One week after the less-than-stellar launch of Obamacare and its insurance exchanges, we are learning that a key selling point behind the Idaho implementation of the health care law may not come to fruition.
We were all told in January that the state insurance exchange would assess a 1.5 percent surcharge on insurance premiums. Supporters of the state exchange said Idaho ownership of the exchange was better, in large part because Idaho could beat the federal government’s proposed 3.5 percent surcharge on premiums.
But the Associated Press reported Thursday that the state insurance exchange is now reconsidering its figures, saying its 1.5 percent rate may not be sustainable. According to emails obtained by the news agency, the exchange’s finance director says the rate will probably need to go up to 2.6 percent.
And, get this: exchange board members were supposed to hear about the issue in September, but a presentation on the subject was cancelled. So was a PR campaign intended to blunt the shock of the exchange’s broken promise.
Exchange executive director Amy Dowd told the AP that a projection of a higher rate was too speculative for public consumption.

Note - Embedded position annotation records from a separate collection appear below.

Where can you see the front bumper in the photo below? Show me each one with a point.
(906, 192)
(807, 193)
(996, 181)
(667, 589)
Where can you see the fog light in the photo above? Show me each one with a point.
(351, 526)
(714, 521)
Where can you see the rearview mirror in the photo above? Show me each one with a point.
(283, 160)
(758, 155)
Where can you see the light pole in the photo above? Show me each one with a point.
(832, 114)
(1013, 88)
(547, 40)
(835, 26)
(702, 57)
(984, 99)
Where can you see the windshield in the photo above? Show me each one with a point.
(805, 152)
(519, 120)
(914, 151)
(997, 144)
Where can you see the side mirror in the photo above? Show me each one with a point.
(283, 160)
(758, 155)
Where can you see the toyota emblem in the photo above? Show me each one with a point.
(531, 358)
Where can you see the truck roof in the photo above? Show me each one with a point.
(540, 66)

“The reason we weren’t comfortable publishing 2.6 percent is, we have no clue what the number is going to be,” Dowd told the AP. “We’ve done some modeling, we’ve got some data, but as far as our comfort level, putting a number out today is not a wise decision.”
But certainly the horrible national rollout of the exchanges will impact the Idaho state exchange’s ability to be self-sustaining as required by federal law. Millions of people logged on, we are told, but the federal government isn’t saying how many people actually managed to sign up.

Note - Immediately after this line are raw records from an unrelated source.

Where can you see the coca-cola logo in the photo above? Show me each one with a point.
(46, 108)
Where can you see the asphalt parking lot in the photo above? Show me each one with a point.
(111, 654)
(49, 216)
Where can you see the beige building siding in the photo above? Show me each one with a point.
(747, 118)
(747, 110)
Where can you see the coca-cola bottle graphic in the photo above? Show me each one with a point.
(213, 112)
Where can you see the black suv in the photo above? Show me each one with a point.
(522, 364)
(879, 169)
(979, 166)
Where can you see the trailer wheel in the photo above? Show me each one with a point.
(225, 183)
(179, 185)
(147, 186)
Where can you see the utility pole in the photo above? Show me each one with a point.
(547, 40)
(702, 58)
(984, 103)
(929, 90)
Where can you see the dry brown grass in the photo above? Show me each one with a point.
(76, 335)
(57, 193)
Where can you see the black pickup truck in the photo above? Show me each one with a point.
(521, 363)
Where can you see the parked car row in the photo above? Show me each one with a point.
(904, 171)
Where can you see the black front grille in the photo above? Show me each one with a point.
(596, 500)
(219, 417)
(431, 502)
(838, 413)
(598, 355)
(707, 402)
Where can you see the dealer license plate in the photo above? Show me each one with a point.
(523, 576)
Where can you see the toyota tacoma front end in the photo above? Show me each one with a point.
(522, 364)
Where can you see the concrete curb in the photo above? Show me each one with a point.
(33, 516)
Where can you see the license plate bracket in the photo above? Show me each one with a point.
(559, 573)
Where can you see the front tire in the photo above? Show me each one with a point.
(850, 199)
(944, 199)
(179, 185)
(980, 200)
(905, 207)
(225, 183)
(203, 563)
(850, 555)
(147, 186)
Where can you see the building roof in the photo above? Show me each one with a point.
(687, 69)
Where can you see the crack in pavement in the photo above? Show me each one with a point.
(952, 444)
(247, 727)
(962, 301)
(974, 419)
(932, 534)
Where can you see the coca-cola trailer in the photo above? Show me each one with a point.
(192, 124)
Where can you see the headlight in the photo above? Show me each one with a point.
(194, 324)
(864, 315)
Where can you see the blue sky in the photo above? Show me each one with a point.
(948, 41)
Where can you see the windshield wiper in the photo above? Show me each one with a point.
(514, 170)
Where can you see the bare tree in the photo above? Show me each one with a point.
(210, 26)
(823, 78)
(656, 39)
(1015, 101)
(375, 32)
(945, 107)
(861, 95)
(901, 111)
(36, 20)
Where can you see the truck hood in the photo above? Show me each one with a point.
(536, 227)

The government’s metric for success is the number of Web hits. Any marketplace that uses Web hits as a measure of success would go out of business. Think of the store CEO who says, “I can’t tell you how many sales we had, but we had 60,000 Web hits today.”
The point is, the impact for each individual health insurance exchange is potentially dire. The fewer who sign up, the higher the per patient, per month costs will be. Someone has to pay the price for the exchange’s big salaries.

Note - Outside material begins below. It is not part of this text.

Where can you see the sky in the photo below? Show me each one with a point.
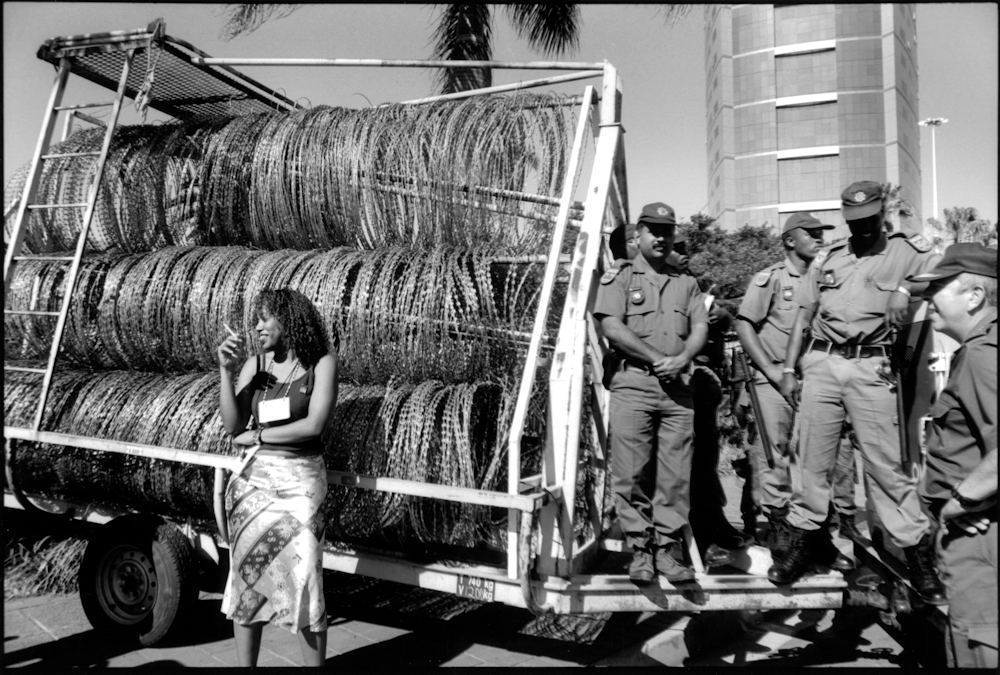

The Idaho Legislature won’t be able to stop the fee increases, either, because the Legislature walked away from any meaningful oversight of the exchange, including what fees it charges. Fees will go up or down without approval by your elected officials.
I suspect the exchange’s problems are just beginning. The so-called state exchange is really a creature of the federal government. Go to the state exchange website to sign up, and you’ll be redirected to the federal government’s monstrosity, the one that is notorious now for an error message. So notorious that the Daily Show’s Jon Stewart challenged Health and Human Services Secretary Kathy Sebelius to sign up for Obamacare or download a movie from the Internet and see which happens first.
I’ve said it before, and I’ll say it again: The lawmakers who voted for the exchange and the governor who signed it into law have to own it. They wanted to own the policy that resulted in lower insurance exchange fees than the feds.
Now, they need to own it when the fees end up being higher than projected and the sign-up process makes an IRS audit look good.
Wayne Hoffman is the President of the Idaho Freedom Foundation.